At least two women have been married to two English kings*: Judith, daughter of the French king Charles the Bald, married Æthelwulf of Wessex when she was a girl and he was an old widower, and soon after his death she married his son Æthelbald (causing major scandal).

One of Judith’s descendants (by her third husband, Baldwin of Flanders) was Emma of Normandy, who married Æthelred the Redeless, an Anglo-Saxon king of England, and after his death married Cnut (or Canute or Knute), a Viking king of England. Emma’s sons included Harthacnut who succeeded his father Cnut as king, and who in turn was succeeded by his half-brother, Emma’s older son Edward (called “the Confessor” and “the White” [the latter possibly because he was an albino]).
*The kings of Wessex do not count as kings of England until Alfred [by some counts, his brothers by other counts] but they do count as English kings.

Michael Flanders and Donald Swann, a British songwriting team (Flanders did lyrics; Swann, music) rented a theater over Christmas in 1956 to perform an evening of their music.
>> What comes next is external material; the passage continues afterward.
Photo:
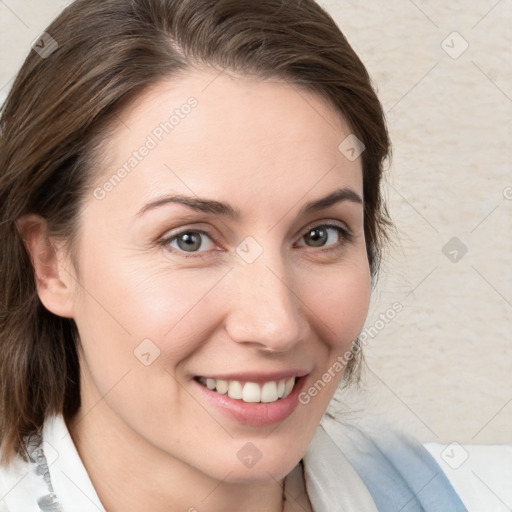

The results, At the Drop of A Hat, was a smash hit and eventually ran for over 800 performances in London and over 200 in New York. One unusual aspect of the show was that both members of the cast performed sitting down – Swann at the piano and Flanders in a wheelchair since he had been paralyzed with polio.

The lyrics to Bob Dylan’s Dream (written by the same-named poet, inexplicably missing from the recent list of greatest Americans in this forum) conclude with:

Well I wish, I wish, yes I wish in vain.
That I could sit simply in that room once again.
I’d give ten thousand dollars at the drop of a hat.
Yeah, I’d give it all gladly, if my life could be like that.

Bob Marley introduced his song “Waiting in Vain” on his 1977 album Exodus, which also included “Jammin’” and “One Love / People Get Ready”.